Here’s hoping for a neuroscience renaissance

Drug development is tough at the best of times, but creating new medicines for central nervous system (CNS) disorders is particularly brutal. Just look at the track record of Alzheimer’s drugs, or the many failed trials in diseases ranging from Parkinson’s to Lou Gehrig’s disease.

In fact, one of the last truly groundbreaking innovations in neuropharmacology--the development of Prozac, the first of the SSRIs--happened 30 years ago. A lot has happened since, of course, from the development of many other SSRIs to the related SNRIs to innovations in schizophrenia and elsewhere. But CNS drugs have a dismal rate of success and, not coincidentally, the field has seen a slowdown in new research. Many major drug companies, including AstraZeneca, GlaxoSmithKline, Merck, Novartis, Pfizer and Sanofi, have winnowed or entirely shuttered their neuroscience programs.

Around half of patients with depression or anxiety aren’t adequately addressed by existing drugs. This is just one of the reason why the World Health Organization has labeled lack of neuroscience innovation as a “crisis.”

All of that is a backdrop to recent news from SAGE Therapeutics. The company has had quite a year, reporting in November that its drug brexanolone was effective in rapidly relieving the symptoms of post-partum depression in the majority of new mothers who were treated. And just this month, there was potentially more important news: SAGE-217 quickly put 64% of patients who took it into remission from major depression disorder.
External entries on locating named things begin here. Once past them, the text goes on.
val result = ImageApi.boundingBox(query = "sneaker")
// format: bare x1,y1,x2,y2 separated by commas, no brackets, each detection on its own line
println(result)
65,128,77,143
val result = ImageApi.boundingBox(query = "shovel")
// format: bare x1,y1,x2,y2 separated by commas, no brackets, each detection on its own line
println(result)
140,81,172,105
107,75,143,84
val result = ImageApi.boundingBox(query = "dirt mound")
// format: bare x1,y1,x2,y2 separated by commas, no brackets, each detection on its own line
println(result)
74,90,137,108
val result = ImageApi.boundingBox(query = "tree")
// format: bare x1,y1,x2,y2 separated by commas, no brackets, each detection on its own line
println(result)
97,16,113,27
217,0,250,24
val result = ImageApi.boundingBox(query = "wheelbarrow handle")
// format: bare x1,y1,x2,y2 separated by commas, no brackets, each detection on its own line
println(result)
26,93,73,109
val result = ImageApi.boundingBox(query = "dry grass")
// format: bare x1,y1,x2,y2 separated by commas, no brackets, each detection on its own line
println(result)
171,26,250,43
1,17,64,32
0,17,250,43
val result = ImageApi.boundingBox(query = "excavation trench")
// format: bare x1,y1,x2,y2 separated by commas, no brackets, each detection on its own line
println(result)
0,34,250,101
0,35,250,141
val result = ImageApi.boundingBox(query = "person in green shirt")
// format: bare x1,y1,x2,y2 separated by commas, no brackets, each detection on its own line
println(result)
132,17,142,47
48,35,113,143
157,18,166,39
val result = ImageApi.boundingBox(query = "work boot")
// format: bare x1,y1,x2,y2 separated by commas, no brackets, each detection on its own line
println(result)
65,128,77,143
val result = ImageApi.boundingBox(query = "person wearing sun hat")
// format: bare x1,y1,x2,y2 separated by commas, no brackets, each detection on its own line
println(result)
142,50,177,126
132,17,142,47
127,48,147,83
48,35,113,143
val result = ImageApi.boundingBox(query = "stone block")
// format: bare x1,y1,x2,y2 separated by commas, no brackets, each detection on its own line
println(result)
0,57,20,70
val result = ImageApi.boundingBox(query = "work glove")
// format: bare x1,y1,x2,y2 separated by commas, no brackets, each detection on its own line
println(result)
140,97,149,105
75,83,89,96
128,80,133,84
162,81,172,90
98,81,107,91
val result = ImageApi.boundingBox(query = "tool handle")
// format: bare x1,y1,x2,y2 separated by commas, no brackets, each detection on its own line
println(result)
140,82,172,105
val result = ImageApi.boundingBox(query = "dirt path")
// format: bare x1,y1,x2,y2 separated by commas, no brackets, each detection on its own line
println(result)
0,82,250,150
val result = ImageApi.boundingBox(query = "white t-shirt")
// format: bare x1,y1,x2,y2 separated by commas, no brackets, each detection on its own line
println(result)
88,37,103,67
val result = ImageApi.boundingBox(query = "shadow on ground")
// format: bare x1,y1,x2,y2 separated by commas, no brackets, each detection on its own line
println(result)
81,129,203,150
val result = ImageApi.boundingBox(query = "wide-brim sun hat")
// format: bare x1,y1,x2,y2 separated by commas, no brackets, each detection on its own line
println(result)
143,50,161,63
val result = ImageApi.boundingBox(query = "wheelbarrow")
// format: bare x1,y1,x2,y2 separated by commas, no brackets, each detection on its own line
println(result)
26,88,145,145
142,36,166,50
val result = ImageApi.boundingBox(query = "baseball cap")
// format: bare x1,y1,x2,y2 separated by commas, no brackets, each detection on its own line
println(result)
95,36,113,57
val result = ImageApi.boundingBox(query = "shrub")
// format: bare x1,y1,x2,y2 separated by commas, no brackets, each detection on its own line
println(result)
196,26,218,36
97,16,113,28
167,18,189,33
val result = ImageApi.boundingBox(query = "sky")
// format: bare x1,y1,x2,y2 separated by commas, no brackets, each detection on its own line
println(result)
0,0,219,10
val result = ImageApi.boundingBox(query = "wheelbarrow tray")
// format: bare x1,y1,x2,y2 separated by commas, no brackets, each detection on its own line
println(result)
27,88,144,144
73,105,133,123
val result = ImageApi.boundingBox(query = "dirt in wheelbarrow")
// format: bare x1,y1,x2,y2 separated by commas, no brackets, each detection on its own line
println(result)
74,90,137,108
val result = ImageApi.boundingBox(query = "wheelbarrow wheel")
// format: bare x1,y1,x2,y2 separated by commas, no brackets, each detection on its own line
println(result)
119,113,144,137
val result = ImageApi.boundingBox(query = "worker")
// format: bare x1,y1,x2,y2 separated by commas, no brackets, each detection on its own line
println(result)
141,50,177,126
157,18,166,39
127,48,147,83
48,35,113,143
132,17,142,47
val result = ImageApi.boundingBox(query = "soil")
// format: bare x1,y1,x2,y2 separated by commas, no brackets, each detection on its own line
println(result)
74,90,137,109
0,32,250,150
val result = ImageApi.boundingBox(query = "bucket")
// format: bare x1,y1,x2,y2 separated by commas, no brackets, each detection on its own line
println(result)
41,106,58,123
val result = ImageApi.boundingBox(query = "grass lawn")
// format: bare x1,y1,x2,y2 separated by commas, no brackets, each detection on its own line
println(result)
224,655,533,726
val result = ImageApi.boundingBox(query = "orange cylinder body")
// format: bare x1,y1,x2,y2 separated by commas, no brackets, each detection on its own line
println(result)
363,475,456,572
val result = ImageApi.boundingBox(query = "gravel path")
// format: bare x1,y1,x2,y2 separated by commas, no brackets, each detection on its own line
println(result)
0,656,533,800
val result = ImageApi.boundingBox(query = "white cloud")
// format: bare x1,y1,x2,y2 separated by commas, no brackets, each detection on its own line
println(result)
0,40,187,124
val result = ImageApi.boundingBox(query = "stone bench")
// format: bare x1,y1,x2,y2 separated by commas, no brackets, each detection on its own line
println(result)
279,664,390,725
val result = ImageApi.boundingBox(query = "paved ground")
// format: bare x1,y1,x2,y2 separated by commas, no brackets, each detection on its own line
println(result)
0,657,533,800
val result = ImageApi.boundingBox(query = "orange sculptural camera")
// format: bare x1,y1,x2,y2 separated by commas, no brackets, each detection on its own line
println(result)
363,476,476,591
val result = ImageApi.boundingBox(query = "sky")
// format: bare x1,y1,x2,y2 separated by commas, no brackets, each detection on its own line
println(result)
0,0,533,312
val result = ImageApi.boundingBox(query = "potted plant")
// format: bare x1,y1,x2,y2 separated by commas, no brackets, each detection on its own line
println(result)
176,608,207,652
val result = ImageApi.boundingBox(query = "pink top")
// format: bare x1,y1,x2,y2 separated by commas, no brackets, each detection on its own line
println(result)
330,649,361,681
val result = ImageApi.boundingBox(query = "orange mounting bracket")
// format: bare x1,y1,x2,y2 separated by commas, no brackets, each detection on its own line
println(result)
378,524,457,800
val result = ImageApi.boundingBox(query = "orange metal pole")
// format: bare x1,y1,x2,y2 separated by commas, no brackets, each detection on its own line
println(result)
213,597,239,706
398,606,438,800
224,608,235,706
And both drugs work with an entirely different mechanisms than existing antidepressants.

This is obviously great news for SAGE, its investors, and patients who may ultimately be helped by these drugs. But it could also open up a new area of research and, with luck, bring about a small renaissance in neuroscience.

When No One Else Was Looking…

In some respects, SAGE is a beneficiary if the industry’s growing disenchantment with CNS research. That hints that both brexanolone and SAGE-217 had the potential to address depression have been around for years, but few companies were interested in pursuing that path.

That’s because both of these drugs work by modulating GABA and the GABA-glutamate balance in the brain. They aren’t unique in this regard; the benzodiazapines (Xanax, etc.) also work through a GABAergic mechanism. But it is exactly because benzos don’t work in depression that many researchers have dropped this line of inquiry.

A notable exception is Bernhard Luscher from Pennsylvania State University, who got some attention last year for a study showing that increasing GABA production appeared to improve symptoms of depression in mice. His work follows on older research (including his own) indicating that other GABAergic or glutamate-blocking drugs may have antidepressant effects. That includes Lamictal (lamotrigine), which was originally approved as an anticonvulsant in 1994 but got a label for bipolar disorder in 2003 and has since become a first-line treatment. It also, intriguingly, includes Rilutek (riluzole). This glutamate blocker is only approved for amyotrophic lateral sclerosis, but has been studied in depression with some promising results. (You may notice the common link of these drugs working in both convulsions and mood disorders--which is part of the reason SAGE is also pursuing its drugs in epilepsy, Parkinson’s, and tremor). But at least one theory is that SSRIs work by indirectly affecting the GABA-glutamate balance, explaining why it takes so long for them to work. SAGE-217, in contrast, took effect very quickly.

Certainly SAGE’s drug isn’t perfect--its effects appeared to lessen over time, and many patients reported some of the sleepiness associated with benzodiapines. There’s little information on whether it may also have some of the habit-forming effects associated with those drugs. These offer areas for potential improvement that may now attract a good deal more research. The bottom line is that SAGE may have a long headstart in a promising area because everyone else was looking the other way. You can bet that more companies will start to pay attention to the GABA literature now.

2017 has been about bright new things in bioscience--gene therapy, CRISPR, RNAi, CAR-T, and more. But one of the most exciting new frontiers in CNS research over the coming years may turn out to be something old.